I have been fortunate in my career to grow three SaaS products from little or no revenue to $40M+ each, and one popular add-on from $0 to more than $10M. More than once, we faced a thorny question when growth didn't meet expectations: was it the way we marketed and sold the product, or was the product deficient in some way? Because growth goals matter to multiple teams, this problem has the potential to generate internal conflict.
Before asking this question, it is vital to understand the marketplace for the product. How big is it? Is it growing or shrinking? Each year, how much of the market will consider seriously buying a product like yours?
Assuming the market is healthy and well understood, I believe that three data points together can reveal the source of a growth problem: sales leads, closed/won %, and NPS.
Product problems show up as low Net Promoter Scores and feedback about gaps, missed expectations, and customer pain. Sometimes product problems will manifest in a lower closed/won %-- but a powerful sales team is often able to overcome even well-founded objections and close deals.

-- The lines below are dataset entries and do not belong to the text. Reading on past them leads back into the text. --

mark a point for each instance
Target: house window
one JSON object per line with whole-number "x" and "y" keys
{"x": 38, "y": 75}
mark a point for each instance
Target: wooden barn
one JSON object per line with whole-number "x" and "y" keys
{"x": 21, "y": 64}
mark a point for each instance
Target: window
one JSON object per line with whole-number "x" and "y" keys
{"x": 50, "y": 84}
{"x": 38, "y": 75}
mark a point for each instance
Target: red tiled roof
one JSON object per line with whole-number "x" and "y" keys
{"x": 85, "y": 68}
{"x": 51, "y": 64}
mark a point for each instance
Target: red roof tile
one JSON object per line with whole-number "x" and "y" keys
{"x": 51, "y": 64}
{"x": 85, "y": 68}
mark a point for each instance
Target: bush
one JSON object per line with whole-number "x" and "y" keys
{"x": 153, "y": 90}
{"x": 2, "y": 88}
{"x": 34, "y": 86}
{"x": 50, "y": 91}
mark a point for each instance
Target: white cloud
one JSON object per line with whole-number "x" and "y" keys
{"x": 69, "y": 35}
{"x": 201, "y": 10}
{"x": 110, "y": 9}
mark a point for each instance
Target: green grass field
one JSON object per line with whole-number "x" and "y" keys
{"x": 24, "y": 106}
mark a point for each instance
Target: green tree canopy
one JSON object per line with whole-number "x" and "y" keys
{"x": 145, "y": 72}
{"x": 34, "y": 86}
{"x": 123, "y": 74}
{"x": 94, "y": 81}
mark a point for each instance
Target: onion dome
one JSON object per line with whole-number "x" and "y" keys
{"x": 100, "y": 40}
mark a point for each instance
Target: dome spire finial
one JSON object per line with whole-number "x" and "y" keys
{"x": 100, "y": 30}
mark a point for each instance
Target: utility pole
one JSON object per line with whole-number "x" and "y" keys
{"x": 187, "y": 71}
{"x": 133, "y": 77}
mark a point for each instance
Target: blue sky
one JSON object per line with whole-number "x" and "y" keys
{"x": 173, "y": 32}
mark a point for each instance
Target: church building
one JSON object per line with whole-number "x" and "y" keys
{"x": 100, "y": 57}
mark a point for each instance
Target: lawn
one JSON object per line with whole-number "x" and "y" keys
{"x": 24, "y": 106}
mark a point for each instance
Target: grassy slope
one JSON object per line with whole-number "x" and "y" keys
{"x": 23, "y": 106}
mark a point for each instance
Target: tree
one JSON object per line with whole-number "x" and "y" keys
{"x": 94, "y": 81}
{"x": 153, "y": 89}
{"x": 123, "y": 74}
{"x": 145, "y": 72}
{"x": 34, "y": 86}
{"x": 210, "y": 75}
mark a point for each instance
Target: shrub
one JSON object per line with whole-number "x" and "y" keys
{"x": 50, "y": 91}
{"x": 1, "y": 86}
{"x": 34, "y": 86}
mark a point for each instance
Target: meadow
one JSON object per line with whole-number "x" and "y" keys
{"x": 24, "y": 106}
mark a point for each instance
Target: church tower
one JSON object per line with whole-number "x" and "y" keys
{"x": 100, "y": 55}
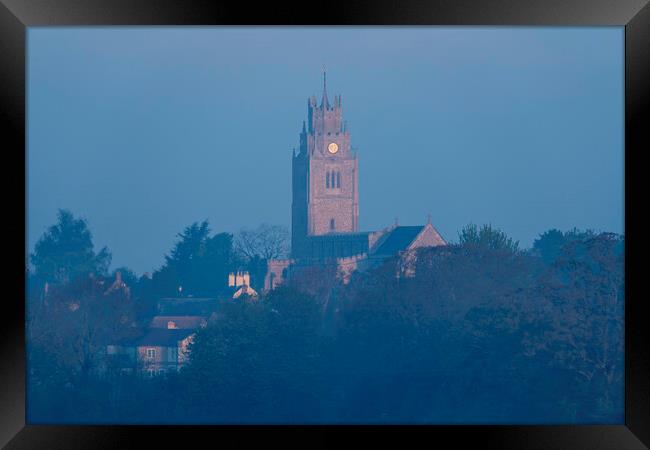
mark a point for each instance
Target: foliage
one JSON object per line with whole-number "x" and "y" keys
{"x": 549, "y": 244}
{"x": 66, "y": 251}
{"x": 481, "y": 333}
{"x": 266, "y": 242}
{"x": 486, "y": 237}
{"x": 198, "y": 264}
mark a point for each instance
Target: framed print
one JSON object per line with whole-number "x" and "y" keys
{"x": 387, "y": 218}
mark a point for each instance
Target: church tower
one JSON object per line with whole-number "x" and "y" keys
{"x": 325, "y": 176}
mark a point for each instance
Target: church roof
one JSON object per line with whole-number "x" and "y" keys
{"x": 399, "y": 239}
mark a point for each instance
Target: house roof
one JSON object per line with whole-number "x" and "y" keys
{"x": 179, "y": 321}
{"x": 398, "y": 240}
{"x": 163, "y": 337}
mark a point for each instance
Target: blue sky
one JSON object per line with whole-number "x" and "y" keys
{"x": 143, "y": 131}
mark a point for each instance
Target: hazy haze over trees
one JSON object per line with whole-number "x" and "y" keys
{"x": 483, "y": 333}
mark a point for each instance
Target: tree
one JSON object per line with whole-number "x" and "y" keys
{"x": 68, "y": 333}
{"x": 198, "y": 262}
{"x": 486, "y": 237}
{"x": 549, "y": 244}
{"x": 266, "y": 242}
{"x": 66, "y": 251}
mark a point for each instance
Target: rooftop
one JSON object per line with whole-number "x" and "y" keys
{"x": 163, "y": 337}
{"x": 398, "y": 240}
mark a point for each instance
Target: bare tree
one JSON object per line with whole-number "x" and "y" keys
{"x": 266, "y": 242}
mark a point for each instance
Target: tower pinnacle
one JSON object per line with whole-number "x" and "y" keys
{"x": 325, "y": 102}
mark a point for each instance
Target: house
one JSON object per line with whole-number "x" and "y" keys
{"x": 160, "y": 350}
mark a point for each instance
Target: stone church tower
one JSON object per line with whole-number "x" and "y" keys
{"x": 325, "y": 176}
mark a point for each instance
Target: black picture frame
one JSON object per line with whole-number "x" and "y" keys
{"x": 17, "y": 15}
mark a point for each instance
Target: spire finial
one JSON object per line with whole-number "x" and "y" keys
{"x": 325, "y": 102}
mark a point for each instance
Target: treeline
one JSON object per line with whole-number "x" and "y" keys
{"x": 484, "y": 332}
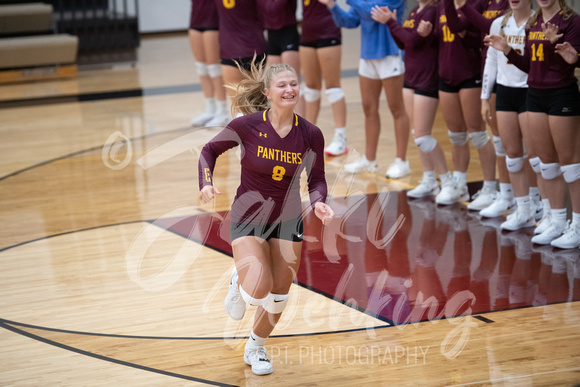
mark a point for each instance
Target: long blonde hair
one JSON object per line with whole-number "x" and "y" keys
{"x": 249, "y": 92}
{"x": 564, "y": 8}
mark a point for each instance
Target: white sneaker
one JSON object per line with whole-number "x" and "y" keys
{"x": 361, "y": 165}
{"x": 259, "y": 359}
{"x": 500, "y": 206}
{"x": 544, "y": 223}
{"x": 398, "y": 169}
{"x": 570, "y": 239}
{"x": 537, "y": 207}
{"x": 234, "y": 302}
{"x": 338, "y": 145}
{"x": 452, "y": 193}
{"x": 482, "y": 199}
{"x": 517, "y": 221}
{"x": 426, "y": 187}
{"x": 202, "y": 119}
{"x": 219, "y": 120}
{"x": 554, "y": 231}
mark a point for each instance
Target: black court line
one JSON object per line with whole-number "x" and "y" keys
{"x": 80, "y": 152}
{"x": 120, "y": 94}
{"x": 9, "y": 327}
{"x": 484, "y": 319}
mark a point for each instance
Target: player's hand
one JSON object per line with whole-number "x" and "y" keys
{"x": 551, "y": 32}
{"x": 323, "y": 212}
{"x": 207, "y": 193}
{"x": 566, "y": 51}
{"x": 486, "y": 111}
{"x": 424, "y": 28}
{"x": 497, "y": 42}
{"x": 328, "y": 3}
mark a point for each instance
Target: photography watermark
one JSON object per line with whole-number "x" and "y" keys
{"x": 349, "y": 355}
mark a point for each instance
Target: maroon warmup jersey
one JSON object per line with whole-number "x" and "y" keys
{"x": 545, "y": 68}
{"x": 269, "y": 189}
{"x": 241, "y": 29}
{"x": 420, "y": 53}
{"x": 459, "y": 57}
{"x": 203, "y": 15}
{"x": 278, "y": 13}
{"x": 317, "y": 23}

If the product's weaknesses are readily apparent to casual prospects, then lead flow will also be weak. "Weak" is always relative to the size of the market. When I sold hosted business email, it was a massive market. Still, I knew that most businesses only looked at new email solutions every three or four years, and usually only when facing either a forced upgrade on their current solution or experiencing significant problems with downtime or spam. By dividing the whole market by ~48, I had a more reasonable expectation about the total available pool of prospects for a given month.
One product we had created for enterprises wasn't selling well. A closer look revealed a fair number of opportunities coming our way, but sellers weren't confident, and we closed only a few deals. Worse yet, those customers were far more likely to give us a low NPS score and churn away. We studied the market, talked with our customers, and changed the offering. Sales improved almost overnight, followed by NPS and churn.

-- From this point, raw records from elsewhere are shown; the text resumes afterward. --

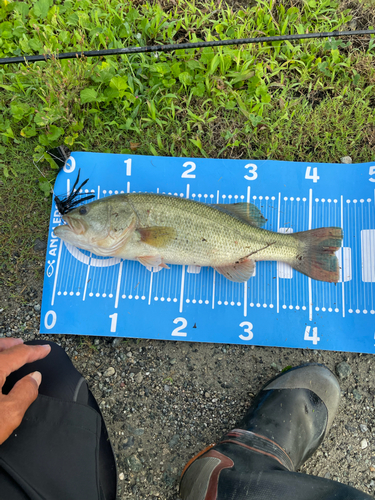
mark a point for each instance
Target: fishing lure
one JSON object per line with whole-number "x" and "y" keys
{"x": 65, "y": 205}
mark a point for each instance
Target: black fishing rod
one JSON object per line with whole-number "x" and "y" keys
{"x": 176, "y": 46}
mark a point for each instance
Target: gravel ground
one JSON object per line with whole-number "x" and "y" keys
{"x": 164, "y": 401}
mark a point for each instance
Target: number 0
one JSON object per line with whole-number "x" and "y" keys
{"x": 46, "y": 320}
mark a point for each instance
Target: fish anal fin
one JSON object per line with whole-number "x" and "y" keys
{"x": 246, "y": 212}
{"x": 239, "y": 272}
{"x": 152, "y": 261}
{"x": 157, "y": 236}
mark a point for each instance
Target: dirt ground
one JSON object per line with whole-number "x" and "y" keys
{"x": 165, "y": 401}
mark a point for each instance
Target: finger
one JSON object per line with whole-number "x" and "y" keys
{"x": 8, "y": 343}
{"x": 15, "y": 404}
{"x": 17, "y": 356}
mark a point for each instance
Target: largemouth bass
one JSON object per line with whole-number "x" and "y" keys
{"x": 157, "y": 230}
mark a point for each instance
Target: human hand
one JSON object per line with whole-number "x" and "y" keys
{"x": 13, "y": 355}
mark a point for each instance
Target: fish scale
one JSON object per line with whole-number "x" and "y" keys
{"x": 154, "y": 228}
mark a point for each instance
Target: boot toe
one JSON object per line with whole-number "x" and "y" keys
{"x": 316, "y": 378}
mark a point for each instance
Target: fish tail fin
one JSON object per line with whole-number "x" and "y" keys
{"x": 316, "y": 255}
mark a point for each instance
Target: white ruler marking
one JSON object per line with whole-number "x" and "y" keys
{"x": 310, "y": 285}
{"x": 213, "y": 290}
{"x": 277, "y": 274}
{"x": 342, "y": 273}
{"x": 118, "y": 285}
{"x": 87, "y": 278}
{"x": 182, "y": 288}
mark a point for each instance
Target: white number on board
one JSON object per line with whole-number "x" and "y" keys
{"x": 113, "y": 322}
{"x": 50, "y": 323}
{"x": 177, "y": 331}
{"x": 252, "y": 170}
{"x": 69, "y": 167}
{"x": 314, "y": 177}
{"x": 248, "y": 330}
{"x": 128, "y": 164}
{"x": 187, "y": 174}
{"x": 314, "y": 337}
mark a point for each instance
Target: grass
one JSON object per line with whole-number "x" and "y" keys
{"x": 301, "y": 101}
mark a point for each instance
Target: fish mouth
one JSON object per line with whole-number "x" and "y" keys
{"x": 76, "y": 226}
{"x": 72, "y": 226}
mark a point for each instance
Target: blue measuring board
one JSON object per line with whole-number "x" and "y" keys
{"x": 90, "y": 295}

I should mention that, in my experience, an NPS score below 30 is a problem. It indicates that there are real gaps in what customers need or expect. Shoot for a score of 50 or higher.
It may seem a little obvious at this point: if there is a great market and you have delighted (and sticky) customers, but still aren't adding new customers, then it is time to focus on the go-to-market strategy and execution.
A low number of sales leads generally points to opportunities with awareness, messaging, differentiation, lead gen, or sales channels.
A high number of sales leads with a low closed/won % doesn't always mean that sales training and processes need to be improved. First, make sure that the definition of a "lead" is appropriate, clear, and settled.
With the enterprise product mentioned above, we got the go-to-market part of the equation right from the start. We knew that the ingredients we used for SMB growth wouldn't create growth with Enterprises. So we designed a simple and effective process for our new market. Having a great go-to-market meant that we could experience immediate growth once the product fit the market.
Every part of the process is a competition for attention, understanding, respect, and trust. But few things are as satisfying as seeing your solution solve a customer's problems. Good luck!